How does EPMD compare node names?

Hi,

assuming we define a full node name as name@host, how does the EPMD compare two node names?
Does it take into account both parts i.e. name and host or only name.

My current understanding is as follows. We have node A and we want to connect it to node B with name name_b@host_b.

  1. Node B registers itself in epmd as name_bhost_b_port.
  2. Node A asks host_b:epmd_port for port for name_b and saves it under host_b_port.
  3. Node A contacts host_b:host_b_port.

Because node B can listen to 0.0.0.0, there is no need to store host_b in EPMD.
However, epmd docs says:

The name and address are sent to the epmd daemon running on the local host. In a TCP/IP
environment, the address consists of the IP address and a port number.
The node name is an atom on the form of Name@Node.
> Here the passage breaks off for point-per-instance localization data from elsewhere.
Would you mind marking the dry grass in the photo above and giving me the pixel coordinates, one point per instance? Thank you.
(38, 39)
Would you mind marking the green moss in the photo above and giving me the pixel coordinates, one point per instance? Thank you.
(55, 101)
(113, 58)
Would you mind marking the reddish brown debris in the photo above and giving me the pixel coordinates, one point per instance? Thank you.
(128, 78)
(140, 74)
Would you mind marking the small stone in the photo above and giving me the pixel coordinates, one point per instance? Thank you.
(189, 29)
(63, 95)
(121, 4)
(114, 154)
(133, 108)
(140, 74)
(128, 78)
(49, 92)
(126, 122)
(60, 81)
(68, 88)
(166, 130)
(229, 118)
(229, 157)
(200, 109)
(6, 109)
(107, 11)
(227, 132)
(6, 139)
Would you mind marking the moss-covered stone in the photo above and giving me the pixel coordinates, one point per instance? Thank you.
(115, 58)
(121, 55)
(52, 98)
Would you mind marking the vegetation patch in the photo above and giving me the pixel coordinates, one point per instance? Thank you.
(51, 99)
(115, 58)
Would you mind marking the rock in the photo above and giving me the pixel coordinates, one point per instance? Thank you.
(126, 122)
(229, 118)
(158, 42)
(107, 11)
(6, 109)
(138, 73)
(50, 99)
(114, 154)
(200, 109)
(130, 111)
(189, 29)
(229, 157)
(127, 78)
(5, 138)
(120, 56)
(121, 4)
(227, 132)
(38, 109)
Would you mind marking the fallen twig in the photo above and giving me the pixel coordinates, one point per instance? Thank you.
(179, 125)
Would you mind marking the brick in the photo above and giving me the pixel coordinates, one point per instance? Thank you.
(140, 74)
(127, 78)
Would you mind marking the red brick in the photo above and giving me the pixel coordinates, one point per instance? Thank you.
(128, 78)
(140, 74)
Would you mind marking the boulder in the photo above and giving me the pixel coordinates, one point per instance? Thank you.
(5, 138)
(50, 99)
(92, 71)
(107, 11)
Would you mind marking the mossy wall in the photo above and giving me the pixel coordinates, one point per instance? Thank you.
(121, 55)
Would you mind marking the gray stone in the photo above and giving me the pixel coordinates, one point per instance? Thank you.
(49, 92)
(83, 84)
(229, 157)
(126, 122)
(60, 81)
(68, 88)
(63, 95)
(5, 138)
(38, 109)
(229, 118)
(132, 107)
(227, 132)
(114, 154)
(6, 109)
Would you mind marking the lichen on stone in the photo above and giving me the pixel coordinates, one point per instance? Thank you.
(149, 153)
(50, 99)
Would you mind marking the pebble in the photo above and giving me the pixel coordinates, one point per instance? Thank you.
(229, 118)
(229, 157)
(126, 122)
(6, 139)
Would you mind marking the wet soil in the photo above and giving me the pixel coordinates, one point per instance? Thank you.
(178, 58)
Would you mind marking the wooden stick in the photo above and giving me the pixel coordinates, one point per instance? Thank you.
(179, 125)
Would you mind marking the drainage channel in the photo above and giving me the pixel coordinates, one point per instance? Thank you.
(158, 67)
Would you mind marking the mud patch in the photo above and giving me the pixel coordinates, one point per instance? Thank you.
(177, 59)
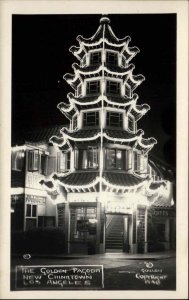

The job of the epmd daemon is to keep track of which node name listens on which address.
Hence, epmd maps symbolic node names to machine addresses.

So not only do we store host part of the node name (refered in docs as Node) but also some ip address?

Context

I am asking in the context of DNS. So we want to use DNS clustering strategy from libcluster (see here) but they require our nodes to be named <name>@<ip-address>.

So we assume that EPMD uses very strict name comparision i.e. when we ask EPMD for host_b_port we pass it the whole node name so name_b@host_b, where host_b, in the case of DNS, has to be an IP address (not sure why it can’t be domain name?)

What I would like to achieve is something like this:

  1. Node B is started with name and some “arbitrary” host_b part
  2. Node A is started with the same name as Node B and some other, “arbitrary” host_a part, sends a query to the DNS server, obtains Node B ip address and saves it under node_b_ip
  3. Node A connects to the node B using name@node_b_ip i.e.
    1. Contact node_b_ip:epmd_port and obtain node_b_port corresponding with name.
    2. Contact Node B using node_b_ip:node_b_port.

So we basically don’t need to use host part of the node name.

The bigger context is that when I start my service via Docker, I don’t know yet its IP address i.e. I cannot pass it via environment variable to configure the distribution.

2 Likes

Afaik the hostname part of a long name is expected to route to the host where the system is running, so it doesn’t need to be an IP address. An IP address is just the simplest form of routable address, because it doesn’t require a name to IP address mapping/lookup. Especially where with DNSPoll you already get the IP address from the DNS lookup.